Светка передала справку, и я с интересом пробежался глазами по тексту.
— Ого! Впервые осужден в 1944 году! Это ж сколько, получается, ему тогда было? Шестнадцать?
— А за что сел? — дежурно поинтересовался Захаров.
(Понятно, что сейчас Светка интересовала его много больше. Равно как и то, когда я, наконец, уберусь.)
— Первый раз Барону, он же Алексеев Ю. В., дали пятерик за соучастие в убийстве несовершеннолетнего Лощинина. Причем убийство было совершено еще в феврале 1942-го, в блокадном Ленинграде. Затем, уже на зоне, накинули столько же. Что характерно — снова за убийство. На этот раз солагерника.
— Ого! Шустрый какой парнишечка.
— Не то слово. В начале 1954 года вышел на полгода раньше положенного. Летом 56-го снова сел — за квартирную кражу. И получил за оную… скока-скока? Восемь?! Что-то больно круто?! Не находишь, Мыкола?

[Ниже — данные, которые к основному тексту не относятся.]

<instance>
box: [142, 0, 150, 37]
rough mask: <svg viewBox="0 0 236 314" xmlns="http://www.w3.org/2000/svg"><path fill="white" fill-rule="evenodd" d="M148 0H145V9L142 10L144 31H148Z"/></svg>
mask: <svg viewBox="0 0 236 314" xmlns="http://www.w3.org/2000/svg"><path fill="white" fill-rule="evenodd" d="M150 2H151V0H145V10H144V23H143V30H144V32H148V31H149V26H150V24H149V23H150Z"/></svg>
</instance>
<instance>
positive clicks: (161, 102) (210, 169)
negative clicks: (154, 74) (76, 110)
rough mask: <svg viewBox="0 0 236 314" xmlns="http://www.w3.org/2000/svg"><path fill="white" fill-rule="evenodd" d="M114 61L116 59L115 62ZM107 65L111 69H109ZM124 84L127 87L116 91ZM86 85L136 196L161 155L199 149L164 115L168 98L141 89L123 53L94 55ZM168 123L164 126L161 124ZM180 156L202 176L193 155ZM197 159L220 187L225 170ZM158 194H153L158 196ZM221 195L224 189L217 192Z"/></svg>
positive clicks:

— Нахожу. Но если дали восемь, значит, не твой интересант. Этот должен еще сидеть. С двумя убийствами за плечами второй раз досрочно вряд ли освободили.
— А вот и не угадал. В 1960-м году Барон-Алексеев освободился по актировке как туберкулезник… Товарищ Светлана Георгиевна, вы позволите глянуть на последнее обвинительное заключение по сему героическому гражданину? Дико интересно, чего же он такого начудил, чтоб на банальной квартире восемь лет с полу поднять. Да и на бромпортрет \"фас/профиль\" любопытственно глянуть.
— Позволю. Если кто-нибудь поможет принести и подержать стремянку.
— Не вопрос. Товарищ Захаров! Обеспечьте товарища Свиридову орудием труда.
— Есть обеспечить! — с готовностью подорвался наш \"аллергик\".
Два разнополых лейтенанта углубились в недра архивного хранилища, а я остался в гордом одиночестве и задумался о том, что неуемное любопытство, которое и без того в последнее время частенько выходит боком, когда-нибудь обязательно меня погубит.
Вот на кой черт я трачу сейчас драгоценное время? Причем, как свое, так и чужое? Ведь персонально мне от идентификации некоего Барона, о существовании которого я и узнал-то всего несколько дней назад, все едино ни холодно ни жарко.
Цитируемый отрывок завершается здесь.